«Life is a pain in which the pain of death begins, which lasts as long as death lasts.» This hard life phrase by Francisco de Quevedo might not be the most appropriate to say when someone feels that everything is going wrong. Actually, people who have suffered a long illnessor who have seen their family life fall apart, They confess to having lived sublime moments in which shone a interior light.
Maybe because in the moments when it seems to us that life is harder great difficulties help us separate the wheat from the chaff, in those moments we usually understand the essence of life.
We have all gone through difficult episodes. Life is like the game of goose: sometimes we land on lucky squares that propel us forward, other times on squares that slow us down or make us retreat. A multitude of thinkers have reflected on it and have left us phrases about bad moments that help us direct our gaze without fear towards a clean and bright horizon.
Phrases about hard life
Those who are bedridden suddenly know what they will do the day they leave the hospital.perhaps something so obvious that they had never thought about it before.
After a sentimental breakup, each one realizes of what he failed at and of the good that was in the other person and could not be appreciated. When you have had money and you lose it suddenly, only then you begin to understand its value.
There is much light in the form of wisdom at the end of the welland those who fall into it can welcome it as a gift of hope. Sometimes you have to hit rock bottom to rise above yourself, to be surrounded by darkness to see clearly. The history of humanity is full of sublime moments that have emerged from the catacombs of hope. These phrases about the hard lives of historical figures remind us of this.

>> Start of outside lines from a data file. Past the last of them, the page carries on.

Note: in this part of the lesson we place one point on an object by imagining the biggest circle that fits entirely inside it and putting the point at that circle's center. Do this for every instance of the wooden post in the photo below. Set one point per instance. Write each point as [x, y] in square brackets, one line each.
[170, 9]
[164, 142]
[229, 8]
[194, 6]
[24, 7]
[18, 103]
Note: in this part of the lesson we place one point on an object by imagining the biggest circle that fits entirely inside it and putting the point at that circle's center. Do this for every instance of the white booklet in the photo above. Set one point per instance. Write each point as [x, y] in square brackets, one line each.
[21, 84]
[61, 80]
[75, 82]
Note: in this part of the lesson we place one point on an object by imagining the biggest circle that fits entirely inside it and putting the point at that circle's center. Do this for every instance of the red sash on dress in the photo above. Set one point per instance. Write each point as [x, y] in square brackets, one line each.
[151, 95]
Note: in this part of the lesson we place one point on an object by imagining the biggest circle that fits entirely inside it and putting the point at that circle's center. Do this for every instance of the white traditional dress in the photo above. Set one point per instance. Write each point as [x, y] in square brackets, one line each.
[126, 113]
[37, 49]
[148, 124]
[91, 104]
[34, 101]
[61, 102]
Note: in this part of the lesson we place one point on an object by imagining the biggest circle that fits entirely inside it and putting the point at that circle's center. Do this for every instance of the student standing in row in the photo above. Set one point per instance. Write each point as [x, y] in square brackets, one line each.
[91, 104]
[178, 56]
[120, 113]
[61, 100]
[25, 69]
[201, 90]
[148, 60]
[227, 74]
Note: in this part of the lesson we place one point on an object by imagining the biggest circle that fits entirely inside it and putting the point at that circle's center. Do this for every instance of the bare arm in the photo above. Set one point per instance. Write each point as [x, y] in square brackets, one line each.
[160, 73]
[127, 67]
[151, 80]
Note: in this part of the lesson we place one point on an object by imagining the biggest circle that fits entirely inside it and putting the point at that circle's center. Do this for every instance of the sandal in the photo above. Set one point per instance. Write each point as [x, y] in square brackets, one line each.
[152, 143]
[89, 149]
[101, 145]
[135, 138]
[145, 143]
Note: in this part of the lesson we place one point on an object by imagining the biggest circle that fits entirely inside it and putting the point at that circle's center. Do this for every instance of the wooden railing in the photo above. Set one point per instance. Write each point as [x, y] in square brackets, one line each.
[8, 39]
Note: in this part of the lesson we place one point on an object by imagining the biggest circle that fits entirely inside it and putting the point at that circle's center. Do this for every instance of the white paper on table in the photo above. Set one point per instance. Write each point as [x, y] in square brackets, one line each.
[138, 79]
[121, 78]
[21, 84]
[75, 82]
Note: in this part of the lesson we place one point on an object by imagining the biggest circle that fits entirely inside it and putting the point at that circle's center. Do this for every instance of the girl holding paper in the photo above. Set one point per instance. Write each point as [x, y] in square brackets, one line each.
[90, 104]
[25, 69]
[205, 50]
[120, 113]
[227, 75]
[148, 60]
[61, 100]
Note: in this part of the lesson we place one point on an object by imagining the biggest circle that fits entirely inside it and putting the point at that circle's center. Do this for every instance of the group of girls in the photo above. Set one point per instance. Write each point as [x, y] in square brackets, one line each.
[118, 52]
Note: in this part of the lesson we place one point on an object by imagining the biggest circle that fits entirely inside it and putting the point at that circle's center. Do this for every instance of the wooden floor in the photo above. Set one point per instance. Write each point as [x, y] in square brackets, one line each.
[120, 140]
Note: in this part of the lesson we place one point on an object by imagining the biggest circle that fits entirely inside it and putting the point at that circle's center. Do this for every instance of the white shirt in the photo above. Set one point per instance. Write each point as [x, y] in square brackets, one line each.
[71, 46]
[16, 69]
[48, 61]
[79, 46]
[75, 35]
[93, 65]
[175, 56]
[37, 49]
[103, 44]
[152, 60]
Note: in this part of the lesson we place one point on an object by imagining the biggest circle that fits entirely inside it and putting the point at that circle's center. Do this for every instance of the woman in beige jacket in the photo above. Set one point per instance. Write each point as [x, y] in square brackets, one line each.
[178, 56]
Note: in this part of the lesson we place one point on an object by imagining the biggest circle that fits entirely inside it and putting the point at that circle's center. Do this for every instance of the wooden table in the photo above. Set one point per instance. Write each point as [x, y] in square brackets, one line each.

On the allegorical board of existence there is a well from which you cannot leave until another player falls inside. On the board of life, descending to the bottom of the well to see the light at the end can be a necessary experience to value the gifts that await us outside. Like a game of contrasts, the night allows us to witness the miracle of dawn.
The good thing about living in the dark is that you can see the stars better.and not only on a symbolic level. In fact, it is said that The great astronomer Tycho Brahe, Kepler’s teacher, built a deep, narrow wellcrowned by a tower, which allowed observe the stars in broad daylight.
Since the refracted blue light that gives the sky its color does not penetrate into it, from the bottom of that observatory you could study the same celestial circle at any time.
Recover hope in bad times
During his confinement in the Auschwitz concentration camp, the psychiatrist Viktor Frankl He wrote on tiny strips of paper the work that would end up founding logotherapy. It is an extreme example of lucidity in the darkness, but it shows that In the depths of pain lies the root of future happiness.
In his anthological novel Chronicle of the bird that winds up the world (Ed. Tusquets), Haruki Murakami tells a revealing episode of the Manchurian War.
A Japanese officer was captured by the Soviets and thrown to the bottom of a dry wellwhere he could only hope to die of cold and thirst in the dark.
Within his desperation, however, once a day something wonderful happened: When the sun was at its highest point, light penetrated the walls for brief minutes like an explosion of bright hope.
Days later he was rescued by his companions and saved his life against all odds. Once the war was over, throughout his entire existence the officer remembered that episode almost with melancholy. Despite having rebuilt his life, He claimed that he had never again experienced the happiness of those radiant minutes at the bottom of the well.
This story tells us about an unwavering value of the human spirit: our ability, in the most difficult situations, to grasp a glimmer of hope and even experience unexpected joy.